Ferrero’s first claim had four distinct aspects. First, Ferrero argued that Delhaize’s communications regarding the absence of palm oil in its products contained misleading environmental claims in relation to foodstuffs and infringed multiple laws and regulations. The President dismissed this argument. He noted that, although linked to the highly debated use of palm oil in food products, the communications do not have a scientific character. The President continued that if the average consumer is careful to consume moderate or small amounts of food products containing palm oil, this is not necessarily due to Delhaize’s communications, but is a result of the current debate on palm oil. The President held that this does not allow for a finding that Delhaize’s statements are false or that they influence consumer behaviour in a way that goes further than merely attracting consumer attention.

Second, Ferrero asserted that ten of Delhaize’s statements, including the statements “Healthier products: our goal is to eliminate palm oil from every product where it is not essential” and “Paying particular attention to the nutritional quality of our products and respect for the environment, Delhaize eliminates, as far as possible, palm oil from its products”, was unlawful under Regulation 1924/2006 of 20 December 2006 “on nutrition and health claims made on foods” (the “Regulation”). The President dismissed this assertion as well. Noting that the statements merely reflect Delhaize’s intention to offer healthy products in line with its anti-palm oil policy, the President considered that the statements were permitted under the Regulation. In this regard, he ruled that Ferrero had failed to prove that Delhaize’s statements were false, ambiguous or misleading.

Third, Ferrero claimed that Delhaize’s communications were provocative and misused the consumer’s feelings of fear or worry regarding the use of products containing palm oil.
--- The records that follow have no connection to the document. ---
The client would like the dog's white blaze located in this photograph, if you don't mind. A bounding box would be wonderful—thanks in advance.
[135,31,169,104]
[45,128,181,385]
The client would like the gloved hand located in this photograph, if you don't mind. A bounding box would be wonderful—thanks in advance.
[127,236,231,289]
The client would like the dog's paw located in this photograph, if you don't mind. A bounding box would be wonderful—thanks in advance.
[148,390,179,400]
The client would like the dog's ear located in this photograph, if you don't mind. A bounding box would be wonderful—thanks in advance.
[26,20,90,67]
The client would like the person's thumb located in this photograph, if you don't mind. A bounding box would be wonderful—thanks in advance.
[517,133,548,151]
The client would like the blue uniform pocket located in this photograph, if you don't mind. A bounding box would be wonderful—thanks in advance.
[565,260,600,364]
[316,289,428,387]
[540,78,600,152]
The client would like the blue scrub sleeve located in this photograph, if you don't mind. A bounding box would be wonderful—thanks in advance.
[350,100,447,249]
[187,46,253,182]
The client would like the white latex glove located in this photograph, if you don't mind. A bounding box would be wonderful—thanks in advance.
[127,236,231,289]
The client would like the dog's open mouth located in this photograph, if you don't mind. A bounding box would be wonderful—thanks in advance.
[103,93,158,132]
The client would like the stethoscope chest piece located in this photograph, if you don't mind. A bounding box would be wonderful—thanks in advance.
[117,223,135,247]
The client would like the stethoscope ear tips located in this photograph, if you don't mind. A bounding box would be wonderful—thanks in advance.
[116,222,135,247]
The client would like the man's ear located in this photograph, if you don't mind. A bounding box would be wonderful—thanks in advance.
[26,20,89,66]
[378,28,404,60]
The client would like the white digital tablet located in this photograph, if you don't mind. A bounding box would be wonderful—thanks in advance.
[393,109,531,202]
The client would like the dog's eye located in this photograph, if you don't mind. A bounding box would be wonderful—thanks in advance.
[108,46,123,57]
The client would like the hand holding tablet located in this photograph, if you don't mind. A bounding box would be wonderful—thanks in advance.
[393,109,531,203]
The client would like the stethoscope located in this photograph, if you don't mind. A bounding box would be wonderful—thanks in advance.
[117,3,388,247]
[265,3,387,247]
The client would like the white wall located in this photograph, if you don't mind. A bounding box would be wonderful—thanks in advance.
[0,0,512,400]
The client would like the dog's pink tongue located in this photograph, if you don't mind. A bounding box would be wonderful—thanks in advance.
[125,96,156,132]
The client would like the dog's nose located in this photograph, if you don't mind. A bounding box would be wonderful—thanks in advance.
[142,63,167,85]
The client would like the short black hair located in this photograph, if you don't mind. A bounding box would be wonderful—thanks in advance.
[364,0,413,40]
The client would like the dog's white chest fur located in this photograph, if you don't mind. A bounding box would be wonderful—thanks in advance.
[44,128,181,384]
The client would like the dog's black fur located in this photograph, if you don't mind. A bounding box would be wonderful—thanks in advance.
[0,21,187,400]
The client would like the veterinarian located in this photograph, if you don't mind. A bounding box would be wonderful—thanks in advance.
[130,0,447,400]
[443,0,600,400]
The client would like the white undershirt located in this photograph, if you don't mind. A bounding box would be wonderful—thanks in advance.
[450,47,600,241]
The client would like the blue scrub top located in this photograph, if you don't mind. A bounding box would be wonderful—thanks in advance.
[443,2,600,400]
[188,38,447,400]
Again, the President dismissed the claim, noting that the communications merely reflected Delhaize’s position on palm oil.

Finally, Ferrero argued that Delhaize’s communications were denigrating towards Ferrero and Nutella®, and thereby breached Article VI.105, 2° of the Code of Economic Law. The President dismissed this claim as well, noting that Delhaize had not criticised the spreads of its competitors and had not made any disparaging remarks about Ferrero, Nutella® or any other products. The President continued that he, in any case, failed to see how Delhaize’s communications regarding non-sustainable palm oil could harm Ferrero’s interests or products as Ferrero’s Nutella® contains certified palm oil.

In the second claim, Ferrero challenged Delhaize’s use of the term “choco” for describing its hazelnut spread, which contains cocoa powder but no “chocolate”. According to Ferrero, by using the term “choco”, Delhaize made an unlawful use of (an abbreviation of) the term “chocolate”, which is protected under the Royal Decree of 19 March 2004 “relating to cocoa and chocolate products intended for human consumption” (the “Royal Decree”). Pursuant to the Royal Decree, a product should contain at least 35% of cocoa to be described as containing “chocolate”. This criterion is not met by Delhaize’s “choco”, which contains only about 7% of cocoa. Yet, the President held that Delhaize’s use of the term “choco” is merely to describe the product’s taste, and not to indicate that the product actually contains chocolate. In addition, the President noted that the term “choco” is not mentioned in the Royal Decree and therefore not protected. Furthermore, the term “choco” refers to chocolate spread or choco spread, which, according to the President, is perceived by consumers as a spread containing sugar, vegetable oil and cocoa powder. As a result, the President dismissed Ferrero’s second claim as well.

The judgment offers a fresh illustration of the fraught relationship between brand owners and retailer customers which are at the same time private-label competitors.